Way on back when I was in college (UNC-CH Class of '77), or soon thereafter, I saw a copy of Esquire and on the cover was a photo of a monkey at a typewriter, surrounded by stacks of screeplays. The headline was something like "Is anyone out there not writing a screenplay?" At the time, I was trying to write my first screenplay, High Cotton.
And that Esquire article made me realize the futility of my efforts, if I expected to get anywhere with it. In fact, I did not get anywhere, and I spend a lot of money sending out copies of it. I wrote another screenplay, Blue Ridge,
a teenage Flashdance
kind of piece. Then I gave up on screenplays and wrote stageplays for a while.
It is out of my long track record of failure that I am promoting a new approach to screenwriting called "Organic Screenwriting." It is an experiential approach based on my deeply held belief in auteur films.
Flash backwards again to the late 1950s and 1960s and the French New Wave and the filmmakers and critics of Cahiers du cinema who espoused the idea that a filmmaker should be the "author" if his films.
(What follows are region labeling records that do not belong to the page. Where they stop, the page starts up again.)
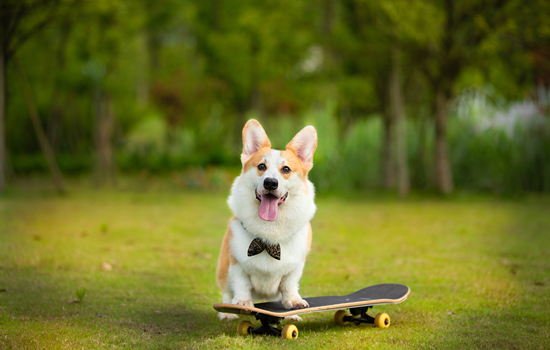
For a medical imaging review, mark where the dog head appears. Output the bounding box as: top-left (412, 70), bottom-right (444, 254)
top-left (229, 119), bottom-right (317, 232)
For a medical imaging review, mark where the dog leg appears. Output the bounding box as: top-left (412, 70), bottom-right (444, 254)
top-left (218, 292), bottom-right (239, 321)
top-left (229, 265), bottom-right (254, 307)
top-left (279, 263), bottom-right (309, 310)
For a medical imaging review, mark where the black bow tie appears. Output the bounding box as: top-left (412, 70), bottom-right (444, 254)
top-left (248, 238), bottom-right (281, 260)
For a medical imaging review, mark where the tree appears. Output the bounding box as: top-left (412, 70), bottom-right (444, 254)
top-left (0, 0), bottom-right (65, 193)
top-left (412, 0), bottom-right (507, 194)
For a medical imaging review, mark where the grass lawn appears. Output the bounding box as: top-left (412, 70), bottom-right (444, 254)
top-left (0, 185), bottom-right (550, 349)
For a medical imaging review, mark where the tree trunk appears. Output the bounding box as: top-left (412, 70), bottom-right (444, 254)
top-left (14, 58), bottom-right (65, 193)
top-left (0, 36), bottom-right (7, 194)
top-left (382, 107), bottom-right (395, 189)
top-left (435, 89), bottom-right (453, 194)
top-left (389, 44), bottom-right (411, 197)
top-left (94, 91), bottom-right (115, 186)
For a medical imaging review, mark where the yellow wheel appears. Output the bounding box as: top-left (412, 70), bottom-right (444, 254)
top-left (281, 324), bottom-right (298, 339)
top-left (334, 310), bottom-right (349, 326)
top-left (374, 312), bottom-right (391, 328)
top-left (237, 321), bottom-right (252, 335)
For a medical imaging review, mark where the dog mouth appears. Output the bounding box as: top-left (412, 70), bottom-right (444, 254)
top-left (255, 190), bottom-right (288, 221)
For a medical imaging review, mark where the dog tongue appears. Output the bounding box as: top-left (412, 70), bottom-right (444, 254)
top-left (258, 196), bottom-right (279, 221)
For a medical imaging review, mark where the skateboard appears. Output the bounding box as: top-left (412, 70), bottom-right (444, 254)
top-left (214, 284), bottom-right (410, 339)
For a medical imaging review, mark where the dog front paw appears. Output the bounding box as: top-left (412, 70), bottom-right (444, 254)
top-left (285, 315), bottom-right (302, 322)
top-left (283, 299), bottom-right (309, 310)
top-left (218, 312), bottom-right (239, 321)
top-left (231, 299), bottom-right (254, 307)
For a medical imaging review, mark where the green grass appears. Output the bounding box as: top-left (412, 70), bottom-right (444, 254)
top-left (0, 185), bottom-right (550, 349)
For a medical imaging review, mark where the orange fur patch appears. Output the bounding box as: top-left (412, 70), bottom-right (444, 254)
top-left (279, 149), bottom-right (311, 181)
top-left (216, 217), bottom-right (237, 290)
top-left (243, 147), bottom-right (271, 176)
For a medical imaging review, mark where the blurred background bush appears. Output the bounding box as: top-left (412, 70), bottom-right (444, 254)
top-left (0, 0), bottom-right (550, 196)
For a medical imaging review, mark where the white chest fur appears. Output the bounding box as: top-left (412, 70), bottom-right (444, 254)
top-left (229, 220), bottom-right (309, 299)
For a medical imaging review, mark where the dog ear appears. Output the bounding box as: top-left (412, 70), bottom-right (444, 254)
top-left (286, 125), bottom-right (317, 169)
top-left (241, 119), bottom-right (271, 164)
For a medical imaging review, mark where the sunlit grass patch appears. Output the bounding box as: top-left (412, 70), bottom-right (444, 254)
top-left (0, 190), bottom-right (550, 349)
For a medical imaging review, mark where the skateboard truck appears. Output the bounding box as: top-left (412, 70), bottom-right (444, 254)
top-left (334, 306), bottom-right (391, 328)
top-left (237, 313), bottom-right (298, 339)
top-left (344, 306), bottom-right (384, 325)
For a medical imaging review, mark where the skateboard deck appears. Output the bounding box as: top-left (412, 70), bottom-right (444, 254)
top-left (214, 283), bottom-right (410, 339)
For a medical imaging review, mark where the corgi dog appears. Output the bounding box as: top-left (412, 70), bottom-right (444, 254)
top-left (216, 119), bottom-right (317, 320)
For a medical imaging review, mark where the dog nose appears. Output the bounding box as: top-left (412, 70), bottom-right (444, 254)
top-left (264, 177), bottom-right (279, 191)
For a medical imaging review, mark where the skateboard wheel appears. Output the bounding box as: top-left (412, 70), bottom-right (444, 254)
top-left (334, 310), bottom-right (349, 326)
top-left (237, 321), bottom-right (252, 335)
top-left (374, 312), bottom-right (391, 328)
top-left (281, 324), bottom-right (298, 339)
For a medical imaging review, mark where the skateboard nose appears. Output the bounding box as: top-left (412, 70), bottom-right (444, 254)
top-left (264, 177), bottom-right (279, 191)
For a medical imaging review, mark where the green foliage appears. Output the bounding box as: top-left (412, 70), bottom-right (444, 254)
top-left (6, 0), bottom-right (550, 193)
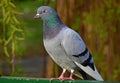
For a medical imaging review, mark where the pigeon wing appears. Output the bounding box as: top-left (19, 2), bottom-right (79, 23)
top-left (62, 28), bottom-right (103, 81)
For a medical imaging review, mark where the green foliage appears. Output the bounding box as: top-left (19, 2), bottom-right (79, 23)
top-left (1, 0), bottom-right (24, 73)
top-left (83, 0), bottom-right (120, 80)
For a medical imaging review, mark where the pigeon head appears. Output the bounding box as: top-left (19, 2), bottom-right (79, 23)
top-left (34, 6), bottom-right (62, 28)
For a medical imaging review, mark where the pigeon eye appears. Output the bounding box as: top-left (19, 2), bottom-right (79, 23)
top-left (42, 10), bottom-right (47, 13)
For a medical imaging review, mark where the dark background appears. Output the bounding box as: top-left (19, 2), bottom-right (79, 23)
top-left (0, 0), bottom-right (120, 81)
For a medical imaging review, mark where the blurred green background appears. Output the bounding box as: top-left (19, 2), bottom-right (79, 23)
top-left (0, 0), bottom-right (120, 81)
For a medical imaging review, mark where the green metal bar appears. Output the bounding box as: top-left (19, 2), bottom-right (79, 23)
top-left (0, 77), bottom-right (120, 83)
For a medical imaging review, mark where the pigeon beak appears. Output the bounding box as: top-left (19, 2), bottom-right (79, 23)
top-left (34, 14), bottom-right (40, 19)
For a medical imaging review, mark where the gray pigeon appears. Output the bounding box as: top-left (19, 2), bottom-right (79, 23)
top-left (34, 6), bottom-right (103, 81)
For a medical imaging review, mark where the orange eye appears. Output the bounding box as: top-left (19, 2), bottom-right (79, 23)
top-left (42, 10), bottom-right (47, 13)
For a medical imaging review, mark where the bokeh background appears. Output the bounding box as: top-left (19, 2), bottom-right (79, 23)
top-left (0, 0), bottom-right (120, 81)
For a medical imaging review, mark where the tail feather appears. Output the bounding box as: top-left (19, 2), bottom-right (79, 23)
top-left (75, 62), bottom-right (103, 81)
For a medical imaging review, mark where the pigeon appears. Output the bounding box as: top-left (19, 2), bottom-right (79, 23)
top-left (34, 6), bottom-right (103, 81)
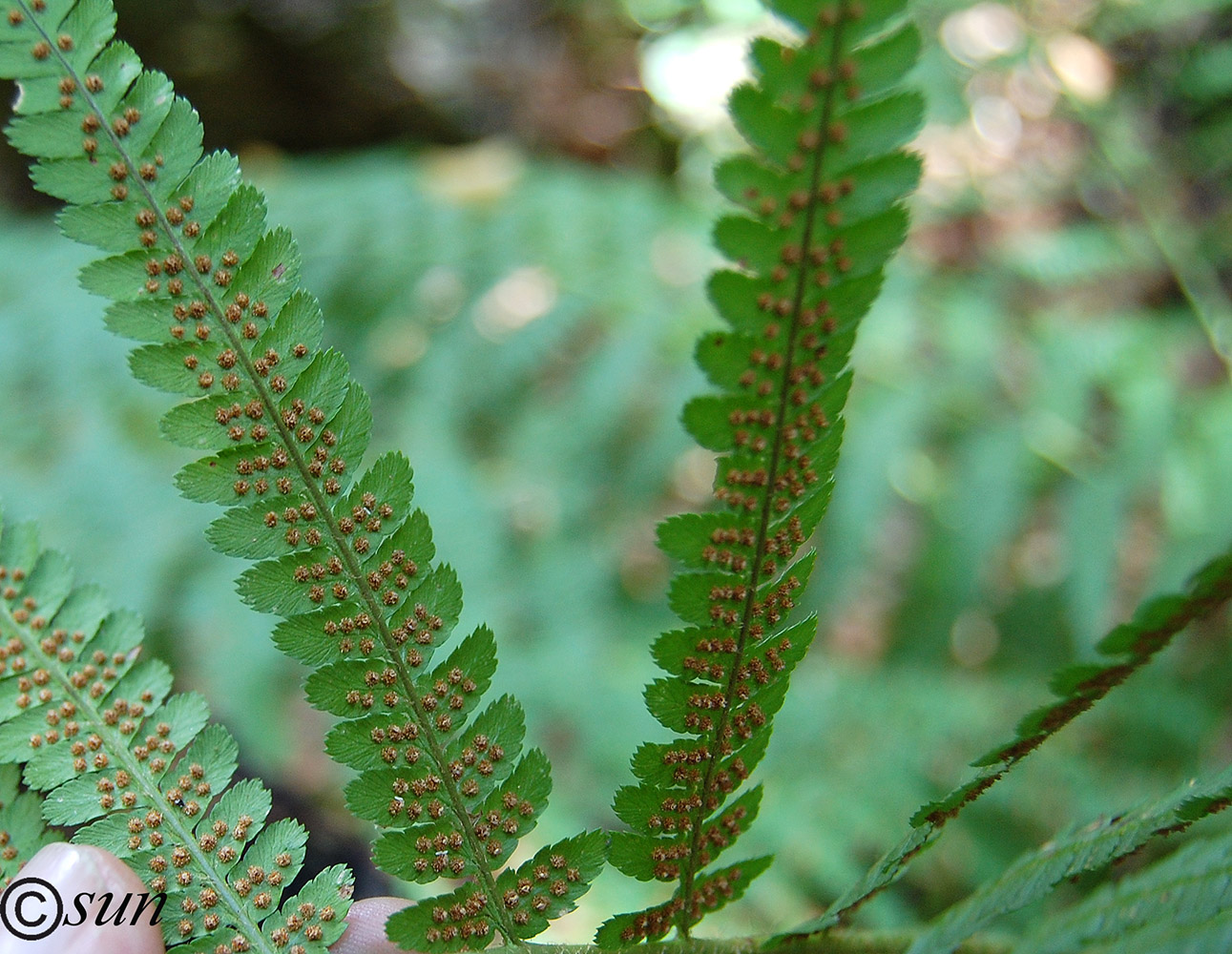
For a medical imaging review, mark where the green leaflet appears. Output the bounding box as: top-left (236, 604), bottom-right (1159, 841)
top-left (908, 768), bottom-right (1232, 954)
top-left (0, 0), bottom-right (602, 950)
top-left (0, 511), bottom-right (351, 954)
top-left (0, 766), bottom-right (56, 885)
top-left (1013, 835), bottom-right (1232, 954)
top-left (596, 0), bottom-right (923, 946)
top-left (774, 544), bottom-right (1232, 942)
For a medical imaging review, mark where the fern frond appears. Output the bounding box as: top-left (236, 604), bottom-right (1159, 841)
top-left (0, 511), bottom-right (351, 954)
top-left (1013, 835), bottom-right (1232, 954)
top-left (778, 552), bottom-right (1232, 941)
top-left (907, 768), bottom-right (1232, 954)
top-left (596, 0), bottom-right (923, 946)
top-left (0, 0), bottom-right (604, 951)
top-left (0, 764), bottom-right (58, 886)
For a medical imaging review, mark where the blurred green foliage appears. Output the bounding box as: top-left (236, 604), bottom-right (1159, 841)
top-left (0, 0), bottom-right (1232, 938)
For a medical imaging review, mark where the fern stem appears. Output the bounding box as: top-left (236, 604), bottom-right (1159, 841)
top-left (0, 595), bottom-right (276, 954)
top-left (486, 928), bottom-right (1013, 954)
top-left (17, 0), bottom-right (522, 945)
top-left (679, 0), bottom-right (847, 941)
These filmmakers were inspired by Chaplin, Hitchcock, Welles and other American filmmakers with strong personal styles but were, in a sense, forced to work within simpler and more natural story frameworks because they had little money, at least when they made their early films.
Organic Screenwriting is the idea that inside every screenwriter there is a filmmaker, or at least the bud of one. Perhaps all you want to do is write screenplays, but imagine who much better equipped you would be as a screenwriter if you actually practiced the craft of filmmaking! As a filmmaker, you begin to write your story with the medium of film. As Syd Field says, a movie is a story told in pictures, so why not learn first-hand how to write with pictures by doing it?